>> That's correct. What makes aS different form other
> grammars is it describes a different shape; but it's
> similar in that each of the other grammars also describes
> a different shape.
> Yes, a degenerate tree. But I don't see the point of it.
I don’t think there are degenerate trees. Trees have a point, otherwise they wouldn’t be used.
>> aS has absolute expressive power, so any string from the
> dictionary is grammatical.
> I'm sorry, but to me "The what people message the from lives
God knew understand preached history" is _not_ grammatical.
Aha, maybe I made a mistake. Let’s check.

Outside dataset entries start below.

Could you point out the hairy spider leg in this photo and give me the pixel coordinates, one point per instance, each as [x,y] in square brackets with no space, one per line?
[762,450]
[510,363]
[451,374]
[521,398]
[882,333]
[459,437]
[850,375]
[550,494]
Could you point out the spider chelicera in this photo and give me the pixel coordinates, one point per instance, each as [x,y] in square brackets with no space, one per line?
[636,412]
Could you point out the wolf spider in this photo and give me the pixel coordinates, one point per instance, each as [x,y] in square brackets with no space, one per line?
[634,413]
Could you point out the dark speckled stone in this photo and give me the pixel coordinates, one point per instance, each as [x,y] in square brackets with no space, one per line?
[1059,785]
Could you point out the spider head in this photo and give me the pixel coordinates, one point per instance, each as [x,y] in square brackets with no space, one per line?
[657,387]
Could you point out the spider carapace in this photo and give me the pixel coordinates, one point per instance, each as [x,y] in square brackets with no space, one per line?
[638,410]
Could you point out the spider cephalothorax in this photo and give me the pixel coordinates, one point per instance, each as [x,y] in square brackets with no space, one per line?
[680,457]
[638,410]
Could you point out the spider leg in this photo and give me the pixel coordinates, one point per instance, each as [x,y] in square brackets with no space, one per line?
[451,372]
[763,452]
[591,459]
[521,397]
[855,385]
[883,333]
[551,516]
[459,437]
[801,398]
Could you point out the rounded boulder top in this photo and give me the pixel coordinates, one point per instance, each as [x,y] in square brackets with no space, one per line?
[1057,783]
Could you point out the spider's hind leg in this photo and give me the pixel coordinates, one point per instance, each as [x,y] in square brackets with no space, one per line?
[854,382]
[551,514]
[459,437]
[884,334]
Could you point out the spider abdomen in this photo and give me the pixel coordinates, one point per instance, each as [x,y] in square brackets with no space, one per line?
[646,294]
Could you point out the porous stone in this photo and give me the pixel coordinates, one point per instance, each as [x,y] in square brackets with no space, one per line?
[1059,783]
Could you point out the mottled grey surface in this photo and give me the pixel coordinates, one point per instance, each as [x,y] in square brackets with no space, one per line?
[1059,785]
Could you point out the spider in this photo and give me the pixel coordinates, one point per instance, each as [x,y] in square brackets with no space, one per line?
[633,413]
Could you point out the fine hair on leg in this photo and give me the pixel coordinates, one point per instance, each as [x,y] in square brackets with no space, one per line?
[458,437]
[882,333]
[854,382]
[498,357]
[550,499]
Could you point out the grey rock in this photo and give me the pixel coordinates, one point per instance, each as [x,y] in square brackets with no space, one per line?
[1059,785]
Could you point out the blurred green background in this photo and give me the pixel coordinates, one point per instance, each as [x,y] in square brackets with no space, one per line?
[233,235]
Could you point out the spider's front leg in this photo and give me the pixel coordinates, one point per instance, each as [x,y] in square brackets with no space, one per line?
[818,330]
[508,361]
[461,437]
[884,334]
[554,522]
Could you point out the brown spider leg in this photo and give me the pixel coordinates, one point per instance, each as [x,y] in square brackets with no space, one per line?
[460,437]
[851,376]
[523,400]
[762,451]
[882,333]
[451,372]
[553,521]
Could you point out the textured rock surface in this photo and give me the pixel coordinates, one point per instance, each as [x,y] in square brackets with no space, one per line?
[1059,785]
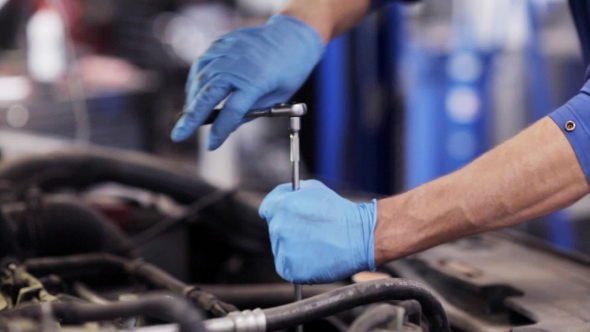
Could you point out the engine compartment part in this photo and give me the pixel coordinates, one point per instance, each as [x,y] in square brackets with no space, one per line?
[169,252]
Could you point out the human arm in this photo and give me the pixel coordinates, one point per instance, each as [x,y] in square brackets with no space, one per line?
[329,17]
[542,169]
[530,175]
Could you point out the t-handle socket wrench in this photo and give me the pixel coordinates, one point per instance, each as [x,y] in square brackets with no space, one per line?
[294,112]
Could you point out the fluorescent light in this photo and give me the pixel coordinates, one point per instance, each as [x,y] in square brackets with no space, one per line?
[14,88]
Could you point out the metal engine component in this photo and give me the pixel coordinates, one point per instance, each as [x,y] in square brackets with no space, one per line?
[71,262]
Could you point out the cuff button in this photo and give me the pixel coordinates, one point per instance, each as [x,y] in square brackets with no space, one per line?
[570,126]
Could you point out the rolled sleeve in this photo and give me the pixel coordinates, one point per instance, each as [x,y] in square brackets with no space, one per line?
[573,119]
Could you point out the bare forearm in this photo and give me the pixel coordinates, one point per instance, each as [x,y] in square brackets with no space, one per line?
[329,17]
[533,174]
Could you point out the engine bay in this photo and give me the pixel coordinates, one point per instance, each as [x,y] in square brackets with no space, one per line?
[104,240]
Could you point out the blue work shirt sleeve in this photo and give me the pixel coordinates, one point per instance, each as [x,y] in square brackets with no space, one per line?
[574,120]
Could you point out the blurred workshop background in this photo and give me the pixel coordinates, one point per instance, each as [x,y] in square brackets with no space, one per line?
[415,92]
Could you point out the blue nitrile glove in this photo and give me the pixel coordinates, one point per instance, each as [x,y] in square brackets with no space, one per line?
[317,236]
[261,66]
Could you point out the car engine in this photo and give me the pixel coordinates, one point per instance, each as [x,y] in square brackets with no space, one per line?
[98,239]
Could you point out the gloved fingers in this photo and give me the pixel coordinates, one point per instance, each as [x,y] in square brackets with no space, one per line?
[203,73]
[268,207]
[201,106]
[193,76]
[230,117]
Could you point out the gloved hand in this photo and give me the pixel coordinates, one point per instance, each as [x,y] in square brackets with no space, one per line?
[261,66]
[318,236]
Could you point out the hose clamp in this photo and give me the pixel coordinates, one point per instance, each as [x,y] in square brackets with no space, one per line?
[248,320]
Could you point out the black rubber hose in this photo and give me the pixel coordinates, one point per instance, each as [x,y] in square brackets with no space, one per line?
[250,296]
[345,298]
[79,266]
[413,310]
[161,306]
[155,277]
[66,227]
[374,318]
[235,220]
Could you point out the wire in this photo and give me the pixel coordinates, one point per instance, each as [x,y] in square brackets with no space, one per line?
[168,223]
[74,78]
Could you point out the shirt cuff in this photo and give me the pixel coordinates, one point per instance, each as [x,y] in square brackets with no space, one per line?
[574,120]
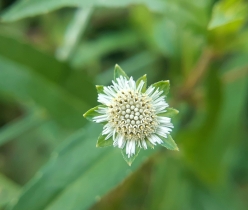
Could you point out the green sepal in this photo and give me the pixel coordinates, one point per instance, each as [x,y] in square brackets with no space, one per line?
[132,158]
[101,142]
[149,144]
[170,112]
[145,85]
[169,143]
[163,85]
[99,88]
[92,113]
[119,72]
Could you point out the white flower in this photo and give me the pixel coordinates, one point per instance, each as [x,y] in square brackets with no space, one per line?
[134,117]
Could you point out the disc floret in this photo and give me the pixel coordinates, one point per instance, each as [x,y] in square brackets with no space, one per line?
[132,115]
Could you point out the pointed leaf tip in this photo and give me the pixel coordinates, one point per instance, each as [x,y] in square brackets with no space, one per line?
[169,143]
[163,85]
[90,114]
[119,72]
[101,142]
[130,160]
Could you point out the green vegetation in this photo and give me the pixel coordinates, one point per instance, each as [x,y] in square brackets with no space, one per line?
[54,52]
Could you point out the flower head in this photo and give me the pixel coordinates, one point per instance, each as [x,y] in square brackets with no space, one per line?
[134,117]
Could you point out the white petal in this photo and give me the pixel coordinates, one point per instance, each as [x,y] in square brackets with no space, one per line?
[140,86]
[154,139]
[144,144]
[101,118]
[104,99]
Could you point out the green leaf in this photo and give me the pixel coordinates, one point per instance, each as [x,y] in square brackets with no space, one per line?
[226,12]
[23,8]
[132,158]
[90,114]
[22,125]
[88,52]
[163,85]
[101,142]
[23,84]
[143,78]
[61,75]
[9,191]
[169,143]
[119,72]
[74,32]
[85,166]
[170,112]
[99,88]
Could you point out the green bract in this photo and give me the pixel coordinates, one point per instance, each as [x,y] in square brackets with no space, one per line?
[133,115]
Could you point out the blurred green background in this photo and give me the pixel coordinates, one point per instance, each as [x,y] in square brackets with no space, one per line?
[54,52]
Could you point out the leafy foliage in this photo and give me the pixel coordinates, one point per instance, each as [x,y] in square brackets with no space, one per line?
[51,56]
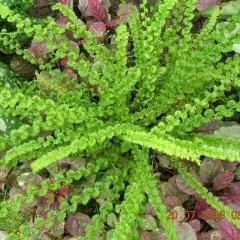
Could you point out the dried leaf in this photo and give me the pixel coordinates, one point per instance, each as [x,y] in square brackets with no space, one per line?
[171,202]
[97,10]
[209,169]
[228,231]
[76,224]
[204,4]
[223,180]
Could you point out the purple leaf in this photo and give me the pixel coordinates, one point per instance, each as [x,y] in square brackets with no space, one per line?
[223,180]
[98,29]
[145,235]
[149,210]
[200,206]
[83,8]
[72,75]
[66,2]
[204,4]
[228,231]
[97,10]
[76,224]
[173,190]
[209,169]
[171,202]
[234,193]
[195,224]
[184,186]
[204,236]
[125,11]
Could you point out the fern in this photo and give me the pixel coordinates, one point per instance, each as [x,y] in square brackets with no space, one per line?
[115,113]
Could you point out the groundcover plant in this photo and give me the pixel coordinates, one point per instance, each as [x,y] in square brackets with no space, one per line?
[119,127]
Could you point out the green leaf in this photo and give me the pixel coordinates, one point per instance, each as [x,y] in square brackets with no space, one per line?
[228,132]
[7,124]
[149,223]
[227,9]
[236,48]
[8,78]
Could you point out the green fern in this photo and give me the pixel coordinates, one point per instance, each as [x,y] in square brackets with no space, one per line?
[178,82]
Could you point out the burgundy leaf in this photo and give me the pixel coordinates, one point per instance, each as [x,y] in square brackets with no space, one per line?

Put this grammar in your CKY parser:
S -> AS | A
A -> The | what | people | message | from | lives | God | knew | understand | preached | history
Mine doesn’t give a syntax error. What parser are you using?
> The computers _says_ no such thing! Computers are machines,
not thinking, sentient beings.
So, if the Bible says “Do not deliberately kill a fellow human being” you do however deliberately kill fellow human beings because the Bible is a book, not a thinking, sentient being? And consequently _says_ no such thing? BTW it’s a line from Little Britain https://www.youtube.com/watch?v=ZhZ2qSkJU0A
> That clearly depends on how you define grammatical. Sure,
"colorless green ideas sleep furiously" is grammatical
So it is. Not to be confused with semantics.
> The sentence is also, of course, valid aS, as defined by
you, since it is a string of words. But, I contend that
while "The what people message the from lives God knew
understand preached history" may be valid aS, it is neither
What on earth has this got to do with English?
>> In this aS is different because the meaning of each
> sentence in the language is defined the same way. If you
> go back to the video,
> you see how aS gives you the instruction of how to draw
> the semantic representation graph.
> No - what I see on the video is confusing overlap of red
ovals on a diagram which bears _no _relationship to the
answer you gave on 6th March:
[-------------------------- quote ----------------------]
Here's a mini-proof - the following string is a sentence
generated by aS. Please copy-paste the command to
As you see, the grammar generates the desired string or any
other string you could ever give.
[------------------------ unquote ----------------------]
Looks good to me. They’re based on the same syntactic structure. This example here may not be valid semantically because some symbols don’t seem like well-defined semantemes. Also, it’s awfully deep. But the structure is always consistent - mathematical.
>> It is basically a hierarchical tree where each hyponode
> is semantically part of its hyperonode. It's the very
> basic structure which is the basis of set theory. You
> can use a Venn diagram instead of a tree, as is done in
> figure 18 in http://lingbuzz.auf.net/lingbuzz/002821
> Please do not try to lecture me on set theory, tree
structure etc. Once you let _semantic_ considerations in
and start producing proper tress and not the degenerate one
of the graph above, you are IMHO not dealing with aS,
however you may wish to define it.
I’m not lecturing, the answer was just good. The semantic structure is defined using the same mechanism as set theory. The difference is that each circle for aS represents a structure, not a set.
>> I fear we are leagues apart. About time I got back to
> Britanese, methinks.
> Have a good time conlanging!
> Thank you. But we are still leagues apart. And did suggest
that the thread was taken off-list and discussed privately -
presumably by those to whom formal grammars are of interest.